The memo argues that the Convention Against Torture, and the Constitution’s prohibitions against cruel and unusual punishment, do indeed apply to the CIA’s use of “waterboard[ing], walling, dousing, stress positions, and cramped confinement.” Zelikow further wrote in the memo that “we are unaware of any precedent in World War II, the Korean War, the Vietnam War, or any subsequent conflict for authorized, systematic interrogation practices similar to those in question here, even when the prisoners were presumed to be unlawful combatants.” According to the memo, the techniques are legally prohibited, even if there is a compelling state interest to justify them, since they should be considered cruel and unusual punishment and “shock the conscience.”

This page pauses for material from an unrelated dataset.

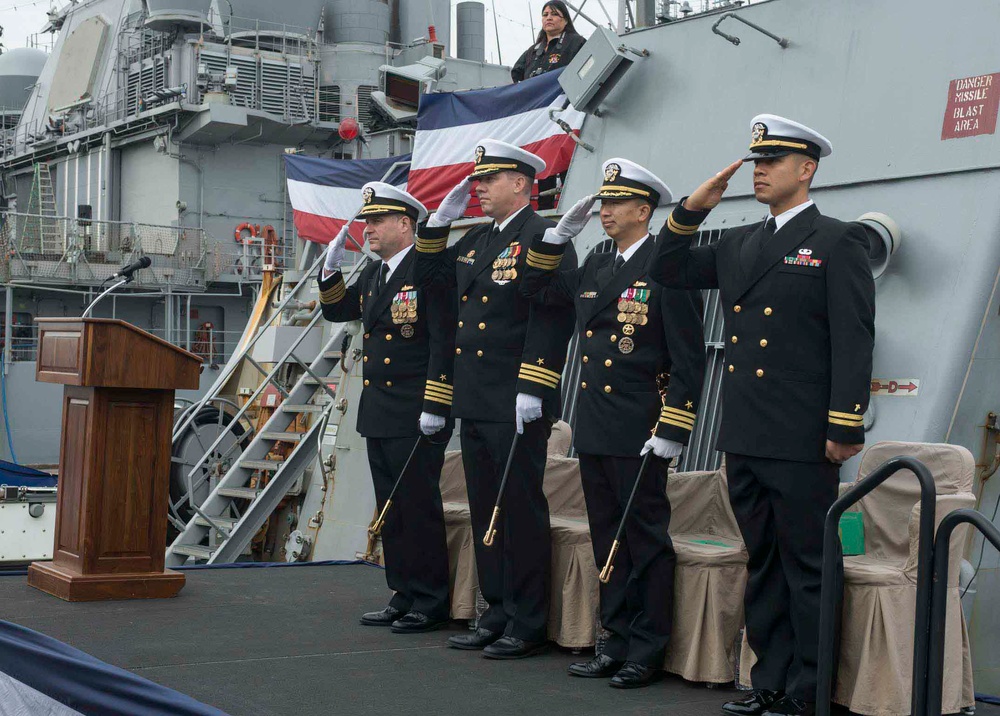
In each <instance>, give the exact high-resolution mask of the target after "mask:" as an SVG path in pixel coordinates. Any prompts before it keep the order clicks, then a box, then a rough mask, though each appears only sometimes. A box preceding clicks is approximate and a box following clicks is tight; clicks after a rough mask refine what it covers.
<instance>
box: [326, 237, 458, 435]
mask: <svg viewBox="0 0 1000 716" xmlns="http://www.w3.org/2000/svg"><path fill="white" fill-rule="evenodd" d="M415 259H416V252H415V251H414V250H413V249H411V250H410V252H409V253H408V254H407V255H406V256H405V257H404V258H403V260H402V262H400V264H399V266H397V267H396V270H395V271H393V272H392V275H391V276H390V277H389V280H388V282H387V283H386V286H385V288H384V289H382V291H381V292H380V291H379V288H378V285H379V276H380V271H381V267H382V262H373V263H372V264H371V265H369V266H367V267H365V269H364V270H362V272H361V275H360V276H359V277H358V280H357V281H356V282H355V283H354V284H352V285H351V286H350V287H349V288H348V287H345V286H344V277H343V274H342V273H341V272H339V271H337V272H335V273H333V274H331V275H330V276H329V277H328V278H326V279H324V278H323V277H322V269H320V281H319V289H320V303H321V305H322V308H323V317H324V318H326V319H327V320H329V321H338V322H342V321H351V320H356V319H359V318H360V319H361V320H362V323H363V324H364V330H365V335H364V338H365V341H364V358H363V361H364V365H363V371H362V372H363V375H364V385H365V388H364V390H363V391H362V392H361V402H360V404H359V406H358V432H359V433H360V434H361V435H363V436H364V437H368V438H390V437H407V436H411V435H412V436H414V437H416V436H417V435H419V434H420V431H419V421H420V413H421V412H427V413H433V414H434V415H440V416H443V417H448V416H449V414H450V410H451V402H452V386H453V382H452V368H453V361H454V357H455V348H454V346H455V335H454V330H455V299H454V295H453V293H452V292H451V291H447V290H443V289H441V288H434V287H429V288H420V287H419V286H418V284H417V282H416V281H415V280H414V271H415V268H416V260H415ZM394 304H395V305H396V306H404V307H410V306H413V305H414V304H415V306H416V312H415V316H414V315H412V314H411V315H409V316H408V318H412V319H413V320H412V322H407V323H402V322H396V321H398V320H400V319H399V318H397V319H395V320H394V318H393V313H392V309H391V307H392V306H393V305H394ZM397 310H408V308H404V309H397Z"/></svg>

Chillingly, the memo notes that “corrective techniques, such as slaps,” may be legally sustained, as might be “[C]ontrol conditions, such as nudity, sleep deprivation, and liquid diets…depending on the circumstances and details of how these techniques are used.” However much distress Zelikow’s memo caused the White House, it was not an ACLU briefing paper.
“I’m pleased the memo is now part of the historical record and available for study,” Zelikow wrote Salon in an email. The White House had determined that the memo — which was not binding since Zelikow’s was a bureaucratic position without legal authority — was too dangerous to exist. “I later heard the memo was not considered appropriate for further discussion and that copies of my memo should be collected and destroyed,” he said in a May 2009 congressional hearing.

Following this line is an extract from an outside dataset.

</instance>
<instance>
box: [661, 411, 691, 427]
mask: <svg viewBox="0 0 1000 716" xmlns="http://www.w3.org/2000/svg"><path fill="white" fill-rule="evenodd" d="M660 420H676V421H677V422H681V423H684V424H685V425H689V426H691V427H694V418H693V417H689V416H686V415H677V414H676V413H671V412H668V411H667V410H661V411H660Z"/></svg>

At that hearing, before the Senate Committee on the Judiciary, Subcommittee on Administrative Oversight and the Courts, Zelikow said he had “no view on whether former officials should be prosecuted,” a decision he thinks should be left to “institutions.” However, he did call for a thorough inquiry and a public report examining how the U.S. came to employ torture.
Of course, no such inquiry was ever launched. The Obama administration declined to revisit the U.S. employment of torture, with the president saying he didn’t want to “look back.” Zelikow believes this was a mistake. “I still believe an inquiry would be useful, though less so as time passes and more information becomes available, especially after the 9/11 trials conclude, hopefully this year,” he says in an email.

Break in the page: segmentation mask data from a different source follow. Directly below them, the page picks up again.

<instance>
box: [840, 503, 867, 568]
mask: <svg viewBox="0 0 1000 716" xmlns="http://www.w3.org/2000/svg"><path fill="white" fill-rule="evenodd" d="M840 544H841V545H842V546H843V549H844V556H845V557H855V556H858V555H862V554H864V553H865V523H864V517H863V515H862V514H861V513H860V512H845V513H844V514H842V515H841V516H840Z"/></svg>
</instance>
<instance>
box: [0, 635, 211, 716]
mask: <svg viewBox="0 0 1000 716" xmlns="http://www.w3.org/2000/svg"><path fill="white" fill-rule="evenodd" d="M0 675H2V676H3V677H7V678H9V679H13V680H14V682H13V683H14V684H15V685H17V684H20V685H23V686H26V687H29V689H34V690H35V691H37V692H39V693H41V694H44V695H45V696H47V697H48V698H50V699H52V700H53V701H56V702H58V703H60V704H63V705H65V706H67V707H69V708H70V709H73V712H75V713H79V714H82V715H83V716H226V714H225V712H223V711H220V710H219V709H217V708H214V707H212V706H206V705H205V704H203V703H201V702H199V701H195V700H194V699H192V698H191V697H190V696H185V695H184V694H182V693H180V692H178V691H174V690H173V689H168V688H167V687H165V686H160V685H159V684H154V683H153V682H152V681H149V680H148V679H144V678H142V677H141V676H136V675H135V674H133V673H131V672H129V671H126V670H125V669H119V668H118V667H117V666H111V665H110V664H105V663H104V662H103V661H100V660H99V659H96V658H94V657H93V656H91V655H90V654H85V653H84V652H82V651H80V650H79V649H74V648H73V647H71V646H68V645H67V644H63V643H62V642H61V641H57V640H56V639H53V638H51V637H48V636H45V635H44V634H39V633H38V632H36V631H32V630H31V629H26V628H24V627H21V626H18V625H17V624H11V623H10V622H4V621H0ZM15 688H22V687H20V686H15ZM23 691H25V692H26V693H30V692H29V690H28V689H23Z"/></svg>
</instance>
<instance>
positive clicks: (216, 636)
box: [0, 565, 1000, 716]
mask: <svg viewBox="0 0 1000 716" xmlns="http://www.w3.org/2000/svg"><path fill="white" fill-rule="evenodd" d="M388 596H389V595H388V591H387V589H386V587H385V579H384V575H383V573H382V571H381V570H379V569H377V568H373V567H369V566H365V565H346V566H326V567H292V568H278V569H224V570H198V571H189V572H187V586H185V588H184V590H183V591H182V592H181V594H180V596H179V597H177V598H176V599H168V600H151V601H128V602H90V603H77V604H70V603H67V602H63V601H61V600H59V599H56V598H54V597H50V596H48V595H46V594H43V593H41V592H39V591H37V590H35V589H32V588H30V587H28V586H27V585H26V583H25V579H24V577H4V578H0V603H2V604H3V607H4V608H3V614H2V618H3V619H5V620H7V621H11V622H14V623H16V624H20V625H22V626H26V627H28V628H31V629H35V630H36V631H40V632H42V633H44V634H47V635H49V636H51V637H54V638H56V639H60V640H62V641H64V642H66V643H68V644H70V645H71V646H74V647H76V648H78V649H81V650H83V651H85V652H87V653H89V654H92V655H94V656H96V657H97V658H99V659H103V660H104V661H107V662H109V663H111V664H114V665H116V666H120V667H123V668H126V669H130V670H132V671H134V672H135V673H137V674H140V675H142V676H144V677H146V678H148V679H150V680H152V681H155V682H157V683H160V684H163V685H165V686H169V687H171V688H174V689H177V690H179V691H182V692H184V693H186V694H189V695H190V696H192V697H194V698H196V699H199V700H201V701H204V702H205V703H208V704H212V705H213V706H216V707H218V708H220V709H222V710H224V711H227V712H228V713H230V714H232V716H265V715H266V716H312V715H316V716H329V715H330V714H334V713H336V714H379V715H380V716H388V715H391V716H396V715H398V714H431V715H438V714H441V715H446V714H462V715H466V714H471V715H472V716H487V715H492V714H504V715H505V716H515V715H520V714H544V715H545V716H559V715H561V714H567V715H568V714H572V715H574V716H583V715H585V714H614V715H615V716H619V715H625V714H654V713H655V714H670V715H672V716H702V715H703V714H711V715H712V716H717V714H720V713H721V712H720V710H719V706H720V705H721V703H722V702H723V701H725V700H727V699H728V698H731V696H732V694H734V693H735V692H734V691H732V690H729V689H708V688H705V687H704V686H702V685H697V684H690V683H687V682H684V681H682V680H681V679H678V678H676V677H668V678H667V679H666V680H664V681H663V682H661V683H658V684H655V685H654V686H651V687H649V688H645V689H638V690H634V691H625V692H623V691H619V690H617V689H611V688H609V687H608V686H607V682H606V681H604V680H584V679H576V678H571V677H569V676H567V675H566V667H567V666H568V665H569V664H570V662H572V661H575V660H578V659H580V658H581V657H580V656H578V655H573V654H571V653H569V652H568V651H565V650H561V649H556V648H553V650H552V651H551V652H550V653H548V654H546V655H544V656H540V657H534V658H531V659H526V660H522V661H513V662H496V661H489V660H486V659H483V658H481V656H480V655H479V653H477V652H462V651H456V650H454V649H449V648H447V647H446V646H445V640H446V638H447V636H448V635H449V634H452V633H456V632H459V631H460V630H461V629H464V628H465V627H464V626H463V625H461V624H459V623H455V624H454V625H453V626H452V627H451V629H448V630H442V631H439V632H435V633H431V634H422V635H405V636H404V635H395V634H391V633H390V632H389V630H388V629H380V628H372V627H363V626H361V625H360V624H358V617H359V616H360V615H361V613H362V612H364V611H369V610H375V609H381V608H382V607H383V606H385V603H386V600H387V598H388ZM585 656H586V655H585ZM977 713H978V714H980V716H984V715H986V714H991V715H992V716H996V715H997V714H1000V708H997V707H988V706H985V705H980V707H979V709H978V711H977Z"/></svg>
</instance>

During his congressional testimony, Zelikow declined to say whether Department of Justice lawyers acted improperly or immorally, conceding only that their opinions were “unsound, even unreasonable.” But in a 2007 lecture in Houston, he had no problem saying “the cool, carefully considered, methodical, prolonged, and repeated subjection of captives to physical torment, and the accompanying psychological terror, is immoral.”
The importance of the memo lies in its revelation that there was real, serious debate inside the Bush administration about how to interrogate captured terrorist suspects. The members of the White House declined to enter that debate — indeed, they did their best to squash it. The destruction of Zelikow’s carefully reasoned memo suggests the White House did not want any record of alternative views even existing, lest they be considered reasonable or people get the idea that the torture policies were thought controversial even by members of the administration.